Floods have devastated Kashmir in almost all eras. But what makes the September 2014 flood different was that it hit the capital at a time emerged into a huge concrete jungle, choking waterways and all the natural exits. Given the magnitude of the crisis, the human losses were almost negligible though the economy was decimated as all the main trade centres were hit.
The floods did not made any distinction between the classes that emerged after the 1905 floods, commoners and the governance structure were floating on the same currents for many days. Even the armed forces of all kinds landed in the same state of helplessness.
Credit goes to the thousands of young men who risked their lives and became the new hope. At various places they were joined by various officials and, in certain cases, by the soldiers as well. But the security grid had their own priorities because, all of a sudden, they found themselves inundated with the infrastructure they had created to manage the place.
After Delhi rejected the off shore support offers, diaspora chipped in. Later, various NGOs from the mainland joined the efforts of relief. Some of them got engaged in rehabilitation later. The new government, that is in place for the six months now, is consistently insisting that it is trying its level best to get the best deal. Unlike government, the insurance agencies worked quite swiftly and did whatever they could in the given situation.
To commemorate the historic catastrophe, we at Kashmir Life decided to dedicate one complete issue to the crisis. While in last one year, Team KL extensively reported different facets of the crisis, its impact on life and economy, this particular issue tackles some key areas afresh. Almost deliberately, there is not much of what government did because it will be tackled once the government comes out with what it eventually is deciding to do.
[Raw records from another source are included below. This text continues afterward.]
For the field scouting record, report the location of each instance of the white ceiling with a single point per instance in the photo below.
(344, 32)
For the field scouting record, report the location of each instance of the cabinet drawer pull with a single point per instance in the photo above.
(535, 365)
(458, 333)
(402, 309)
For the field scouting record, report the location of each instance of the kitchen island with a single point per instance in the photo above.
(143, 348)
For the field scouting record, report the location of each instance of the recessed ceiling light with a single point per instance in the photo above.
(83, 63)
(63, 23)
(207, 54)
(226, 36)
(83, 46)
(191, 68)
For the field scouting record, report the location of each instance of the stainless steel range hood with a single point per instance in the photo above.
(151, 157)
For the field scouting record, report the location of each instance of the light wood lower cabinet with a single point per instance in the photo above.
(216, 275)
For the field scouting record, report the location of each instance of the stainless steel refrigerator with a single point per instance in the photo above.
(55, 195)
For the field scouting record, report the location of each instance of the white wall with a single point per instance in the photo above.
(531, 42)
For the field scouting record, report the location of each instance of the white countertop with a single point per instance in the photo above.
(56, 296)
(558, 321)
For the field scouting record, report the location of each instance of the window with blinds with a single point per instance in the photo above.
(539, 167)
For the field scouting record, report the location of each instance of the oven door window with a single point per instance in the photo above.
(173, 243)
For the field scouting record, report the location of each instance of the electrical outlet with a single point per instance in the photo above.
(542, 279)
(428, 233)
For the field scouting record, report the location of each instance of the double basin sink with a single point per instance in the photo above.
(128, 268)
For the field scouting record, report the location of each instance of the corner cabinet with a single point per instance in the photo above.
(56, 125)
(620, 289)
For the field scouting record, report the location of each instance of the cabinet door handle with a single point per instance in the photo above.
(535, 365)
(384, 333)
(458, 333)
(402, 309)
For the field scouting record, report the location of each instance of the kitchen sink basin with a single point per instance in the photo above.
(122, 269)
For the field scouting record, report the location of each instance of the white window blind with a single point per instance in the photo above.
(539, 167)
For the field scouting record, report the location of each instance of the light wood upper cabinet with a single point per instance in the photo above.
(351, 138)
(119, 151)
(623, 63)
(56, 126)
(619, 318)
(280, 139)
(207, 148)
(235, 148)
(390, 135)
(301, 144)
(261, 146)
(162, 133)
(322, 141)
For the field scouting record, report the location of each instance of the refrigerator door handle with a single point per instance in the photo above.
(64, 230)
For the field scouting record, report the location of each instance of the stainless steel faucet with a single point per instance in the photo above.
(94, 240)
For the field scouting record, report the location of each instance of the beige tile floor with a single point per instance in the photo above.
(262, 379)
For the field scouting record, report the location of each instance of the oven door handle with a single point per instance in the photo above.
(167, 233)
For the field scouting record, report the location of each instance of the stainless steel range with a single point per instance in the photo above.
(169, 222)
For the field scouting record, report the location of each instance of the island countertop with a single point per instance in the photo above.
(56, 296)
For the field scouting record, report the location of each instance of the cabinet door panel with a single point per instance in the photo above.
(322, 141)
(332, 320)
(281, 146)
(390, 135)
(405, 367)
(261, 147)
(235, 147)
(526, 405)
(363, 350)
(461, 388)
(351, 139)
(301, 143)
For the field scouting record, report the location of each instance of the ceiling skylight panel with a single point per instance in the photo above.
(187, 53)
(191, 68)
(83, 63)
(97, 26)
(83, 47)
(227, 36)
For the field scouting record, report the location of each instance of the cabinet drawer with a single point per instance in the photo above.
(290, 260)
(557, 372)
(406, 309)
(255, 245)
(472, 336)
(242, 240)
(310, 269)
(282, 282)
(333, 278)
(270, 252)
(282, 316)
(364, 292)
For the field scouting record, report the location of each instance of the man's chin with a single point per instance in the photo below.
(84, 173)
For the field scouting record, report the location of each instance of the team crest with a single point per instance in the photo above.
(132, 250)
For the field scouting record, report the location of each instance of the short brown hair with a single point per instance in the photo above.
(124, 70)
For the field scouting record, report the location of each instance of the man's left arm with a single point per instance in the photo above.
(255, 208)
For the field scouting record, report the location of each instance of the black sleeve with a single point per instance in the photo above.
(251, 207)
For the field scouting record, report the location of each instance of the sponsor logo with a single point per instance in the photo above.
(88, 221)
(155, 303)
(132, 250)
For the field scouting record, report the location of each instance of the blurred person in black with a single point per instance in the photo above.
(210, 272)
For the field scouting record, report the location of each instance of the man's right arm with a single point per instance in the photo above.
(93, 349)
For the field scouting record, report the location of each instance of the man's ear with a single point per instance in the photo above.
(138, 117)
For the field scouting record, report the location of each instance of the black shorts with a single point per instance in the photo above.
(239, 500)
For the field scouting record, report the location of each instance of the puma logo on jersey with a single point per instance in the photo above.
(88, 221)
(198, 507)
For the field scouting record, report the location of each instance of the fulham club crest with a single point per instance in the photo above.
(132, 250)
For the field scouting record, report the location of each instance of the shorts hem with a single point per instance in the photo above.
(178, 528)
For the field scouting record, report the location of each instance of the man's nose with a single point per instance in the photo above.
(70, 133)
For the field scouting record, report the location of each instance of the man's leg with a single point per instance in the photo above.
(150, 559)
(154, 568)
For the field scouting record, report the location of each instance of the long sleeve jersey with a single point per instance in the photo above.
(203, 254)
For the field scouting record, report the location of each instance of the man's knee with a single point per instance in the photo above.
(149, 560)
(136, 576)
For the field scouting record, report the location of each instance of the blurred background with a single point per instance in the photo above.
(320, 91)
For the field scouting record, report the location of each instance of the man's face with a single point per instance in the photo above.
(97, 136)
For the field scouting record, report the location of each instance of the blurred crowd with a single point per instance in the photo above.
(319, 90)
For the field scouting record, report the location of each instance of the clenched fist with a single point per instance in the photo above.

This issue has tackled part of the other side of the crisis that hitherto remained untouched.
There is a list of some of the people who were on the fore front of the rescue operations in Kashmir, mostly in Srinagar – that took the major hit, we know it is neither complete, nor final. These individuals have been identified on basis of their mention on social websites or the popular media. Also, it needs to be mentioned here that while Kashmir is observing the first anniversary of the major deluge, scores of groups at societal, individual and official level have arranged a series of functions to remember and honours the heroes. There are groups desperately seeking sponsorships of the event to make it happen.
At a time when still thousands of families are finding it really challenging to survive honourably, it seems not an opportune time for “celebrations”. While thousands of volunteers worked on relief front, those working on rehabilitation are quite a handful. The resources which are going into “celebrations” should ideally go to the needy. While a collective survival has remained a big story for the last many decades, Kashmir is still not out of danger. Not much has happened in helping Jhelum to reclaim its natural course and that is the real danger lurking on Srinagar.